Dr Gill Turner announced as winner of the Marjory Warren Lifetime Achievement Award 2023
The British Geriatrics Society is delighted to announce that Dr Gill Turner has been awarded the Society’s prestigious Lifetime Achievement Award for 2023. Named in honour of the founder of modern geriatric medicine, Dr Marjory Warren, the award is presented annually to someone who has made an outstanding contribution to the healthcare of older people throughout their career.
Dr Gill Turner has had a long career within the NHS, qualifying in 1981. Through her role as a consultant geriatrician in the New Forest, she has trained and supported generations of doctors and other medical professionals, inspiring them with her passion for improving the care of older people.
Dr Turner is described as an inspiring educator. She was the Programme Director for geriatric medicine when the formal training schemes were initially set up. She has been a mentor for many, contributing to the learning of countless trainees, while embracing opportunities to learn and grow herself. With her self-effacing humility, and a genuine desire to improve her own practice, she conveyed an infectious delight in gaining new insights and translating them into the clinic and homes she visited.
She was a catalyst in developing the older people’s multi-professional consultant programme within the Wessex Deanery in 2012, with her clinical expertise, and an eye on future workforce needs. She has continued to mentor and teach many trainees and advanced practitioners over the years. Many comment on the significant support and encouragement she provided them.Influencing the move towards community-based care models, she integrated a community geriatrics service into her clinic and ward-based consultancy which ran for over three decades. This innovative approach, one of the earliest Hospital-at-Home models to support older people with frailty, has since been embraced nationally.
Dr Turner led the BGS’s clinical quality work as its Vice President from 2013-16. Her contribution to the groundbreaking publications Fit for Frailty 1 and 2 and her work on Comprehensive Geriatric Assessment led to a complete revolution in managing older people, with clear diagnostic tools and clinical intervention recommendations, transforming commissioning and practice across different care settings.
She has a specific interest in Parkinson’s Disease and is well-known and loved by many living with the condition in the south of England, who know her for her warm, engaging and direct style of consultation. She has been a regular contributor and advisor to many iterations of local Parkinson’s UK groups.
Patients and colleagues in the UK and internationally attest to her brilliance and warmth, describing her as a dynamic change agent, playing a pivotal role in pushing geriatric medicine forward with her straight-talking, compassionate approach.
At a celebratory event organised by colleagues to mark her retirement in May, Dr Turner was delighted to learn that she had won the award. She will be officially presented with her silver medal at the BGS’s Autumn Meeting in Birmingham in November 2023.

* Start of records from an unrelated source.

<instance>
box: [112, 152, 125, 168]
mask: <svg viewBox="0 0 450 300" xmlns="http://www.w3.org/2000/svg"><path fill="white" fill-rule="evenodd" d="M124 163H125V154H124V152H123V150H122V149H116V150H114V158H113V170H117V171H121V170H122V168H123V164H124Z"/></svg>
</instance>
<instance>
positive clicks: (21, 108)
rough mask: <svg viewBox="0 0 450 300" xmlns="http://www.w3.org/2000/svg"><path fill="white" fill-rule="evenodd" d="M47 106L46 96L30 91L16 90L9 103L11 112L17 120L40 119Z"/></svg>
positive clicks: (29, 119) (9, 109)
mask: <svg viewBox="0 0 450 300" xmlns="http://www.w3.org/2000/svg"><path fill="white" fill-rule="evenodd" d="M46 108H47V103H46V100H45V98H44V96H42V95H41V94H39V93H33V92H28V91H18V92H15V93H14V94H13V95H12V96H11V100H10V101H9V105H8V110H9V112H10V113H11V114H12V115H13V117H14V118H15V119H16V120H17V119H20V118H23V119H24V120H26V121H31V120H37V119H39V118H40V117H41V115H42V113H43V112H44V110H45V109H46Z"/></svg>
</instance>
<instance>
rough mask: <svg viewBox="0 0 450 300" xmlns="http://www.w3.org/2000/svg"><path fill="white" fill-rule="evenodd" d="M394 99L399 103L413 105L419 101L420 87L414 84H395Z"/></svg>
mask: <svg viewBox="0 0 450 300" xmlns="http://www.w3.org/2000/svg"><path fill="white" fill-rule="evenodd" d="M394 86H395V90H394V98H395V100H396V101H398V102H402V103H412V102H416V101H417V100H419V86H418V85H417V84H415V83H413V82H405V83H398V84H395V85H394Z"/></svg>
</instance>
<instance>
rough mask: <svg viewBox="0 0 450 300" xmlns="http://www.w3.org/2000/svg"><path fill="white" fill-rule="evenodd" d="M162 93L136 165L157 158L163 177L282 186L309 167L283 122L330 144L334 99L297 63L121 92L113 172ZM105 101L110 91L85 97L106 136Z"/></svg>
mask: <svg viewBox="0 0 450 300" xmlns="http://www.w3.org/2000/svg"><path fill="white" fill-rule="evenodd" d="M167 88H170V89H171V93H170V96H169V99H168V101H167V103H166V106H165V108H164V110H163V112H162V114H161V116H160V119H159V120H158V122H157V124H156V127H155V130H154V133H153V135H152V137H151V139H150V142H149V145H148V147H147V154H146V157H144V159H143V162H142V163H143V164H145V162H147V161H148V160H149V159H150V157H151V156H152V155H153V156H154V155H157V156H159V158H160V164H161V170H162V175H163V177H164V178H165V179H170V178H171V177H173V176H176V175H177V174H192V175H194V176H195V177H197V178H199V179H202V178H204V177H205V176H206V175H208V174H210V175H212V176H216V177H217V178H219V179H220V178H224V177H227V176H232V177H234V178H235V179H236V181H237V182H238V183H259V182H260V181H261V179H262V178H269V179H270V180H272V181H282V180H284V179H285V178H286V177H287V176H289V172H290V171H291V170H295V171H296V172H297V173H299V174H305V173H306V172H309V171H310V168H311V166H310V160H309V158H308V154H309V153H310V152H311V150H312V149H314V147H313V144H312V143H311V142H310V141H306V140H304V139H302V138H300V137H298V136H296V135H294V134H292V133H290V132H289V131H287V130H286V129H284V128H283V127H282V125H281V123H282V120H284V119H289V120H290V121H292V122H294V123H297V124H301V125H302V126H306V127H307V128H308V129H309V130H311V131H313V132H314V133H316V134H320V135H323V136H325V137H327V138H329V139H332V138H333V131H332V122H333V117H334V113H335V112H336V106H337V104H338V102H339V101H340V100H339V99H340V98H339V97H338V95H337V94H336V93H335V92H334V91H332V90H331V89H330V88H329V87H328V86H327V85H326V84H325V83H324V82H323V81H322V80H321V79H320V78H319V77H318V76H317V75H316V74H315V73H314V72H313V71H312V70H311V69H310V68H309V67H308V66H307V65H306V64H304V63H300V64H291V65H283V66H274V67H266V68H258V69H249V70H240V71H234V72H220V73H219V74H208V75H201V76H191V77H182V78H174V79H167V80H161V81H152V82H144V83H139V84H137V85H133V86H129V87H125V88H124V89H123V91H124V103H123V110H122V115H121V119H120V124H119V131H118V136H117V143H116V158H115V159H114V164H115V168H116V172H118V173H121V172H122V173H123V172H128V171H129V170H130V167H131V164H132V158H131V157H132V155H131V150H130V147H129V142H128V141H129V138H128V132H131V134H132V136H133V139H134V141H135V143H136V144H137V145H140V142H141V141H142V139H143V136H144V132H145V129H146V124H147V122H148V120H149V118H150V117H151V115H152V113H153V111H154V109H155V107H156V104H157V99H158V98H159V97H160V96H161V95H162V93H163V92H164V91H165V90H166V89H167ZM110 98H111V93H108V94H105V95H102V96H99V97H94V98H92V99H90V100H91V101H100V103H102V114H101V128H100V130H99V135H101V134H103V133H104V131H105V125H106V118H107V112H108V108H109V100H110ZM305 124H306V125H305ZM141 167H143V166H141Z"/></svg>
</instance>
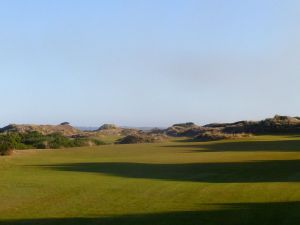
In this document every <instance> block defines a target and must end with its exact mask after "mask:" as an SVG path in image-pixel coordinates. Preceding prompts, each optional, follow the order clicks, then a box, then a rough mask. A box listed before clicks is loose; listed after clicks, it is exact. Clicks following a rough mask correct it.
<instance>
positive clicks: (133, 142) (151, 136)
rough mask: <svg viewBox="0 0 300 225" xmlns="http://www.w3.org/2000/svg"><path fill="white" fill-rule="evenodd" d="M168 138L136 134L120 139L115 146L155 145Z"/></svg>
mask: <svg viewBox="0 0 300 225" xmlns="http://www.w3.org/2000/svg"><path fill="white" fill-rule="evenodd" d="M167 139H168V137H167V136H166V135H161V134H145V133H138V134H132V135H128V136H126V137H123V138H121V139H120V140H118V141H117V142H116V143H117V144H138V143H157V142H163V141H166V140H167Z"/></svg>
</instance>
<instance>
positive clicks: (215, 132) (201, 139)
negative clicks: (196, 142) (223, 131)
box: [193, 130, 252, 141]
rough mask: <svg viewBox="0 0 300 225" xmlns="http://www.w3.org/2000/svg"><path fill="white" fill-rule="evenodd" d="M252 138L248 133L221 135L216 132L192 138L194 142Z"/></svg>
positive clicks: (220, 132)
mask: <svg viewBox="0 0 300 225" xmlns="http://www.w3.org/2000/svg"><path fill="white" fill-rule="evenodd" d="M250 136H252V135H251V134H249V133H223V132H220V131H218V130H212V131H205V132H203V133H200V134H198V135H197V136H195V137H194V138H193V140H194V141H217V140H223V139H238V138H244V137H250Z"/></svg>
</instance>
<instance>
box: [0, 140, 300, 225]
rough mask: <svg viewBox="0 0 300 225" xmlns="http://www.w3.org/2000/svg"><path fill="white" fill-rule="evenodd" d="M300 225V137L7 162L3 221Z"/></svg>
mask: <svg viewBox="0 0 300 225" xmlns="http://www.w3.org/2000/svg"><path fill="white" fill-rule="evenodd" d="M4 224H5V225H6V224H12V225H23V224H24V225H39V224H40V225H44V224H46V225H50V224H51V225H52V224H53V225H93V224H101V225H117V224H118V225H119V224H127V225H140V224H142V225H168V224H170V225H174V224H175V225H176V224H182V225H198V224H200V225H201V224H203V225H299V224H300V136H299V135H289V136H288V135H285V136H283V135H282V136H254V137H249V138H247V139H240V140H226V141H215V142H202V143H200V142H188V141H185V140H182V139H178V140H173V141H170V142H168V143H163V144H162V143H156V144H136V145H104V146H97V147H85V148H73V149H65V150H26V151H25V150H24V151H17V152H16V153H15V154H14V155H13V156H8V157H0V225H4Z"/></svg>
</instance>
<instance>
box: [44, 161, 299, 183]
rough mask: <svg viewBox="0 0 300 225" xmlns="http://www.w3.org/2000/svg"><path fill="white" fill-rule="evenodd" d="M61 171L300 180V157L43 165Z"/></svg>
mask: <svg viewBox="0 0 300 225" xmlns="http://www.w3.org/2000/svg"><path fill="white" fill-rule="evenodd" d="M40 167H44V168H47V169H53V170H58V171H73V172H88V173H102V174H108V175H112V176H120V177H129V178H146V179H161V180H172V181H194V182H211V183H241V182H299V181H300V160H268V161H249V162H221V163H188V164H147V163H126V162H103V163H101V162H99V163H72V164H57V165H46V166H45V165H44V166H40Z"/></svg>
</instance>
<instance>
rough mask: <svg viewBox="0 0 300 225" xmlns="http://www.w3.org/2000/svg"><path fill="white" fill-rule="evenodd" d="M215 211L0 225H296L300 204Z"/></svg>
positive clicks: (138, 215) (264, 206)
mask: <svg viewBox="0 0 300 225" xmlns="http://www.w3.org/2000/svg"><path fill="white" fill-rule="evenodd" d="M218 206H219V208H218V209H216V210H207V211H180V212H165V213H152V214H137V215H126V216H111V217H98V218H96V217H94V218H84V217H81V218H76V217H74V218H42V219H19V220H0V225H140V224H143V225H198V224H199V225H201V224H205V225H220V224H222V225H254V224H257V225H299V224H300V214H299V211H300V202H275V203H234V204H223V205H218Z"/></svg>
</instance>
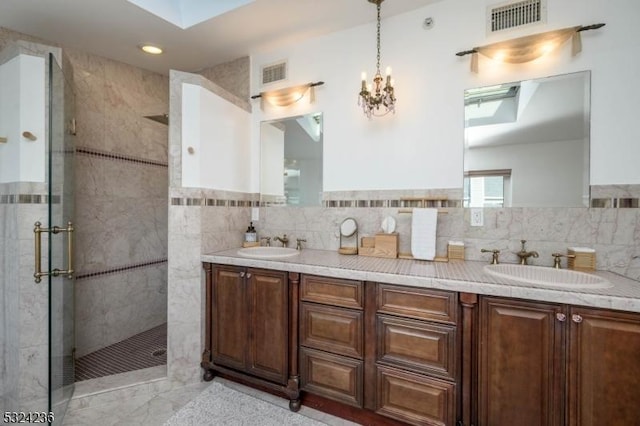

BGS President, Professor Adam Gordon, said:
Gill Turner has been a passionate advocate for the care of older people throughout her career. She believes that older people deserve the best that modern healthcare can deliver. Gill has worked passionately to deliver this through her role in developing and leading training for doctors and other healthcare professionals. Her recent work in measuring the impact of the care we deliver is pivotal. It will help us to identify when and where good care is delivered, and work to improve things where it is not. Gill’s impact in Wessex and across the UK cannot be overstated. She leaves our NHS, beleaguered as it is, in much better shape to serve the patient group that use it the most, older people. We are in her debt and will remain so for many years to come.”